Friday, September 20, 2019

Clock Reflections

"He did not want the seasons to change,"

I reflected as I fingered the marigold dead heads, crushing their brown and roasted calendula scent. I could understand, then, as I felt the life-giving sun beat against my forearms, warming my numb-cold sedentary spirit.

I could understand as I felt the atrophied muscles of memory give way to the overflowing generosity of crepe myrtle blossoms and the garden of basil and flowers, and flowering, licorice-scented basil.

(My life had gone to seed, scattered in places I didn't look for, scattered about like lost time.)

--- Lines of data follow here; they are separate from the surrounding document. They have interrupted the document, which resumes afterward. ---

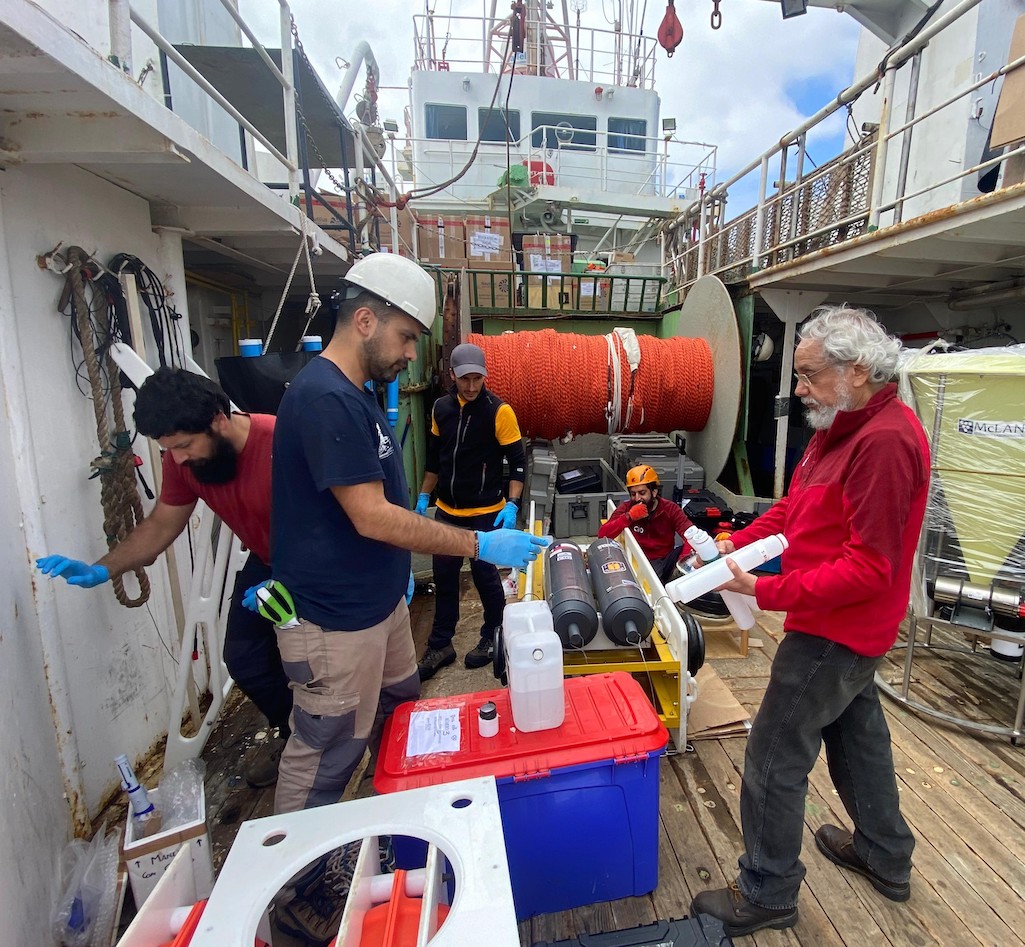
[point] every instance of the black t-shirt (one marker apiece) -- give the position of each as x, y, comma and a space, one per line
330, 433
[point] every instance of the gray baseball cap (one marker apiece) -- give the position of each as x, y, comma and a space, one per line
467, 359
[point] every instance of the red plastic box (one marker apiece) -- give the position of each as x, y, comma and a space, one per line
579, 803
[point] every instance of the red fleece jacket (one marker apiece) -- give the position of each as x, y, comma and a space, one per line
656, 533
852, 517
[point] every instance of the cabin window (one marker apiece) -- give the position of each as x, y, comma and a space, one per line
446, 122
627, 134
572, 132
494, 128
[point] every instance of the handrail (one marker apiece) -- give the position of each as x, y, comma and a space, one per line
841, 200
199, 79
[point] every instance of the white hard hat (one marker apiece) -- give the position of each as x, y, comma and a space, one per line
400, 282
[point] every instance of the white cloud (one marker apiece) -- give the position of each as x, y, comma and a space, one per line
735, 86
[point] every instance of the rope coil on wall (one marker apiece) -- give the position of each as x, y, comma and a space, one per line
561, 383
116, 463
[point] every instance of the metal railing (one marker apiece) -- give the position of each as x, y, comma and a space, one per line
850, 196
283, 76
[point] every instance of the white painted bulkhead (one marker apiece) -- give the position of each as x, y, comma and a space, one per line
85, 678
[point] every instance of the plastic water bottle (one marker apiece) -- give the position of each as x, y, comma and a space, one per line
715, 572
145, 816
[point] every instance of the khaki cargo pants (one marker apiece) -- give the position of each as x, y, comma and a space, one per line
344, 684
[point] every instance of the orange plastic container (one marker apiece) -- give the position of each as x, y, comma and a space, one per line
395, 923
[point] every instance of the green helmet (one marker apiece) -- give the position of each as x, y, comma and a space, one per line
275, 603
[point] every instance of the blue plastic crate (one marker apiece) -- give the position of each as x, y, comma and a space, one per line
577, 833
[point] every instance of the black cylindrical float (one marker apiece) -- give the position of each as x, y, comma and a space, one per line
569, 594
626, 616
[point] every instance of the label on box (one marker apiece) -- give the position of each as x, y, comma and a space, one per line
482, 242
542, 263
433, 732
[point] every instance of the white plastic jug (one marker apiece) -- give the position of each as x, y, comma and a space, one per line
534, 663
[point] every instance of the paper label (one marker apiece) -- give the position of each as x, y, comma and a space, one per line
483, 242
433, 732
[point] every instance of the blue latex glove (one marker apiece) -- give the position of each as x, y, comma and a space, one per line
510, 547
74, 571
506, 516
249, 600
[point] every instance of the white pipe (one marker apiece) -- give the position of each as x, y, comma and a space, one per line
362, 54
288, 95
119, 13
882, 149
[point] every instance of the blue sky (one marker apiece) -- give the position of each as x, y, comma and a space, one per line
741, 87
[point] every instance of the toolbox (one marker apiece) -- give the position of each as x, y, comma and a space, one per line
579, 803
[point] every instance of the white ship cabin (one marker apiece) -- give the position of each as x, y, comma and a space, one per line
567, 112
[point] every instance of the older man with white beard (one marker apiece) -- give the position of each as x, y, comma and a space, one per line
852, 517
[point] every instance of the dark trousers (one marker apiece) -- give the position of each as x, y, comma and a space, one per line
819, 692
486, 578
251, 651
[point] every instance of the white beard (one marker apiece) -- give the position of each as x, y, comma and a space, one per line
819, 416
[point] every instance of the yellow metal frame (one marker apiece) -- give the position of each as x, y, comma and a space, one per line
672, 688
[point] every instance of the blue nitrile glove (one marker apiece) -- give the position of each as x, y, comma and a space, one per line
74, 571
510, 547
506, 516
249, 600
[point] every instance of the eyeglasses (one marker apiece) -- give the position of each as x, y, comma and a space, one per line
805, 378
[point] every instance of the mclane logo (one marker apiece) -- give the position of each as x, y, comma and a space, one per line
384, 448
991, 428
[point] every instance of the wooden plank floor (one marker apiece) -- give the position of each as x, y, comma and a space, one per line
964, 795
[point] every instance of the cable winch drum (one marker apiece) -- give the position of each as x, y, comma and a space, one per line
626, 616
569, 594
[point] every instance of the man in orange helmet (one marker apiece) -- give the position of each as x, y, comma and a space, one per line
655, 522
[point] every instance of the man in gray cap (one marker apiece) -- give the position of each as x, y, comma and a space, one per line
472, 429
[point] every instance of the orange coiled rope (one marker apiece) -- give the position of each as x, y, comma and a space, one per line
560, 383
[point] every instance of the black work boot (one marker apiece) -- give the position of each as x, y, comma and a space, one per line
434, 660
739, 916
482, 655
837, 845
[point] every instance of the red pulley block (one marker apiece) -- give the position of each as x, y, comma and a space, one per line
670, 33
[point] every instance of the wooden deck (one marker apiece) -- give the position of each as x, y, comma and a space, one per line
964, 795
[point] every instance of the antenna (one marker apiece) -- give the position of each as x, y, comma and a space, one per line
578, 6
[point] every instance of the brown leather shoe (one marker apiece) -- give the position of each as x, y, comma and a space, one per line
739, 916
837, 845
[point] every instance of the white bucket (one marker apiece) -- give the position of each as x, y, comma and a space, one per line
1007, 651
534, 662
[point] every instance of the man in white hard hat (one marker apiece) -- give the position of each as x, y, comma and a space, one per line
341, 533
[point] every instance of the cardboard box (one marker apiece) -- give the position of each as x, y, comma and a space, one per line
579, 803
147, 859
488, 239
441, 237
493, 290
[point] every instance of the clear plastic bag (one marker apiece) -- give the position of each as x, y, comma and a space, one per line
84, 890
181, 793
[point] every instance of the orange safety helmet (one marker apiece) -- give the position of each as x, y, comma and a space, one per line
641, 475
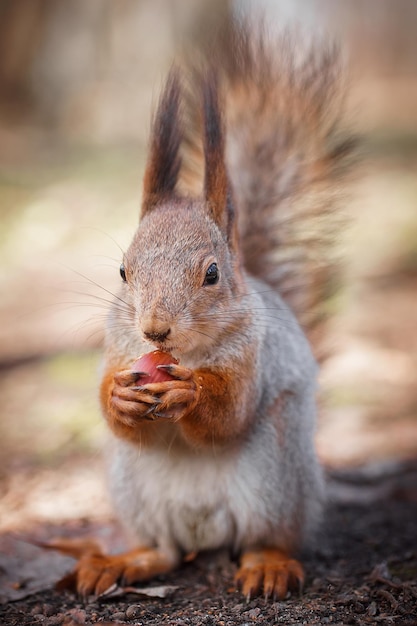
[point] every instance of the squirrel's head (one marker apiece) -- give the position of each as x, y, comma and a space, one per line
182, 270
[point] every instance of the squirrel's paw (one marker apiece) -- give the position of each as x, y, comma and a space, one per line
97, 573
271, 571
170, 399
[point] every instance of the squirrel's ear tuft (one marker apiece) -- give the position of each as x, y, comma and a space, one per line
164, 162
216, 185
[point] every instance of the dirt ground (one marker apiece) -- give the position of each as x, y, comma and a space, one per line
363, 570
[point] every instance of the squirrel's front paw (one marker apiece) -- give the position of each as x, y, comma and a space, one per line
171, 399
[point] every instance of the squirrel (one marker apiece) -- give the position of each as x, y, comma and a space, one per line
227, 280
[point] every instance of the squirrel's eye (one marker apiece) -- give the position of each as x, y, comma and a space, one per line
212, 275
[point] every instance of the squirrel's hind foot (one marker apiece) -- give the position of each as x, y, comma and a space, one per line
269, 570
96, 573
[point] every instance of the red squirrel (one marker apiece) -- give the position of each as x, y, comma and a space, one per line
226, 280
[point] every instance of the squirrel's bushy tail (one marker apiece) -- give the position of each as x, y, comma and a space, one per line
285, 156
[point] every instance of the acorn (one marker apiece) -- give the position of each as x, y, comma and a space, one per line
147, 363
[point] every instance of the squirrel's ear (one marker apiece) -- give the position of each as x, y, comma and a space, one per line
216, 184
164, 162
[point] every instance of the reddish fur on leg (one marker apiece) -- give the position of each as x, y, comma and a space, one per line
95, 573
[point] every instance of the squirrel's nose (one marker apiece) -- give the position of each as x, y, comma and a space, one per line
158, 336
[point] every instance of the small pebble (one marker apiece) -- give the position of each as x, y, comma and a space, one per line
133, 611
119, 615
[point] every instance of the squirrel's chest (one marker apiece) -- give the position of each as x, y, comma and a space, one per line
182, 500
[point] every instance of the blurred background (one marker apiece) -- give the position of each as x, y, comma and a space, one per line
77, 83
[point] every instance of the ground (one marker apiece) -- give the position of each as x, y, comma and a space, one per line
363, 570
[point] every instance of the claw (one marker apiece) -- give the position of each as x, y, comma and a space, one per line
137, 375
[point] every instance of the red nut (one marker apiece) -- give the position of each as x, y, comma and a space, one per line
148, 363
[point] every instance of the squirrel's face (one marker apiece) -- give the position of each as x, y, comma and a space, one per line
180, 279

But I knew, too, as I watched June’s border collie figure fighting a battle against fleas, that the seasons must change. We must accept the loss of the trees’ verdure with open arms to the next thing, and only the very next thing. We must embrace it until it is taken away again. We must learn this letting go practice, this taking on of something new and frightening, this releasing control of a universe we were never meant to manipulate.

I released the little clocks into the wind. I scattered the soil of time into the air, but took some with me as a token, into my skin, into my wanderer spirit.


I am the recipient of good things. 
I am the endurer of hard things. 
I am Pilgrim; I am Adventurer.


The Lord giveth, and the Lord taketh away. Blessed be the name of the Lord.